Jack London, move over. The Queen of Romance has you in her sights.
Amazingly, Roberts (a.k.a. J.D. Robb, p. 601) doesn’t miss in this wild and woolly tale of love and murder in Alaska. Nate Burke, the new chief of police in the little town of Lunacy, had a few qualms about living in the moose-infested end of nowhere, but there’s something about the place—a man can breathe, if he doesn’t mind having icicles for a mustache. The locals? They call themselves the Lunatics, of course: back-to-nature survivalists, native Inuit, former hippies, and oddballs of every stripe. A newcomer like Nate gets a lot of attention, but does he ever wish that Charlene, hip-swinging, heavily made-up, middle-aged mantrap, would leave him alone. Peach, the motherly town gossip, warned him about the brassy boardinghouse owner in no uncertain terms. Nate’s got a lot on his mind: between the death of his partner at the Baltimore PD, who left a grieving widow and three kids, and a divorce Nate didn’t want, he’s emotionally numb.
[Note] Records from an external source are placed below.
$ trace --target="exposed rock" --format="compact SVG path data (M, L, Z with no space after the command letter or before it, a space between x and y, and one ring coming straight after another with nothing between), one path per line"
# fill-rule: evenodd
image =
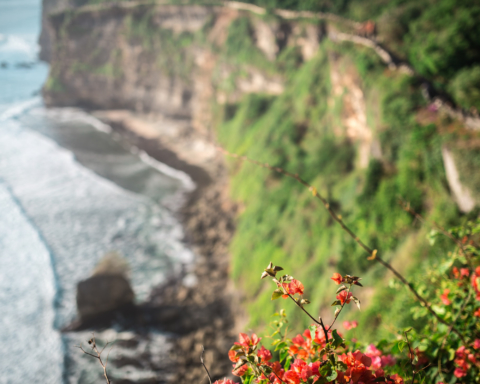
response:
M452 153L447 147L442 148L443 164L445 166L445 173L448 180L448 185L452 191L458 208L462 212L470 212L475 208L475 200L472 197L471 191L460 182L460 175Z
M82 322L133 304L128 280L119 275L96 275L77 285L77 309Z
M358 166L366 168L370 157L381 158L378 141L373 140L372 130L367 124L365 96L360 76L353 66L335 55L329 56L332 93L342 103L341 122L336 129L338 135L345 135L359 143ZM335 100L331 100L331 103Z

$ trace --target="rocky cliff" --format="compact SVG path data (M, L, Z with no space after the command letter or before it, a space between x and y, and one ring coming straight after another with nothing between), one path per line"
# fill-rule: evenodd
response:
M72 5L45 2L51 9ZM252 264L257 270L271 257L280 259L307 287L315 286L312 301L317 303L318 276L308 281L300 259L323 274L355 268L381 280L328 217L312 209L309 193L244 165L232 167L231 181L215 150L217 141L321 185L331 204L361 228L362 238L388 249L401 270L429 251L421 243L424 236L418 236L424 233L412 229L411 218L399 208L399 196L432 220L455 222L460 215L451 193L459 202L455 191L470 165L463 171L451 167L460 158L456 149L444 167L442 148L448 141L452 150L478 152L478 117L447 104L411 66L397 60L379 43L382 31L365 36L359 33L361 24L334 15L267 13L234 2L224 7L140 1L84 5L46 20L52 38L44 45L52 50L46 104L90 109L152 156L190 172L201 187L184 214L201 255L199 275L210 288L179 290L178 300L188 297L192 306L200 302L207 311L201 316L206 328L179 342L185 366L196 361L201 343L216 351L209 359L214 361L227 348L208 340L223 337L215 335L216 329L232 336L236 316L231 296L223 296L231 292L229 276L247 298L255 298L246 305L251 324L264 321L270 297ZM467 146L469 140L477 144ZM446 175L445 168L458 174ZM470 189L480 190L476 178L468 182ZM475 212L476 198L460 210ZM242 214L230 265L237 209ZM247 258L252 263L245 263ZM373 291L361 297L362 316L380 324L376 308L381 301L372 299ZM218 294L221 308L215 305ZM399 303L391 317L402 319L405 297L389 294L388 300ZM227 313L228 321L209 323L209 310ZM227 368L228 361L215 374ZM189 371L188 380L195 375L200 377L201 370Z

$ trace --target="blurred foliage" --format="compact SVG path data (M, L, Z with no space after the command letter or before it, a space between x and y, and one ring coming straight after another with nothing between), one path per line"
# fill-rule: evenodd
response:
M382 157L372 158L366 169L355 162L358 144L338 134L341 103L328 107L331 54L353 63L362 79L367 114L380 114L371 129ZM279 68L281 57L272 68ZM285 74L282 95L252 94L225 106L218 126L220 143L229 151L301 175L328 197L361 239L414 276L417 266L434 259L444 244L428 247L423 229L398 201L400 197L409 201L416 211L443 225L458 220L441 154L442 145L456 140L456 134L441 134L435 124L420 125L416 112L425 105L417 80L394 73L385 76L371 51L324 42L316 57L293 68ZM312 303L318 307L327 305L322 301L322 281L334 270L363 273L370 285L385 285L384 271L366 260L368 255L303 186L248 163L230 164L233 197L245 207L231 245L232 274L246 292L251 326L263 324L270 295L250 271L261 270L270 260L291 270L312 292ZM377 306L383 306L384 300L391 310L378 317ZM404 310L411 303L408 292L395 288L373 295L361 315L368 320L362 322L367 326L360 325L362 337L387 336L389 327L415 325ZM288 305L287 309L291 310Z

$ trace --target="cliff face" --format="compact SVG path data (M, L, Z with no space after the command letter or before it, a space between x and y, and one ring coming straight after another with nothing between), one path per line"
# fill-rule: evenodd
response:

Just so happens that Charlene’s daughter is a knockout: beautiful, athletic, black-haired Meg has ice-blue eyes that can undress a man in a flash. She’s a bush pilot, lives alone and likes it, takes her pleasure where she finds it—and rolling around with Nate is a very pleasurable experience indeed. But she’s hiding her own heartbreak: her ne’er-do-well, adventurous father disappeared 16 years ago during a dangerous climb. And when Patrick Galloway’s frozen corpse is found in an ice cave with an ax through the chest—and it’s clear that the long-ago killer is still on the loose—all hell breaks loose in Lunacy. Original characterization, brisk pace, and a great feel for the grandeur of the setting—not to mention a fabulously tough young heroine who puts her vapid chick-lit sisters to shame—add up to a wonderful read.
Romance will never die as long as the megaselling Roberts keeps writing it.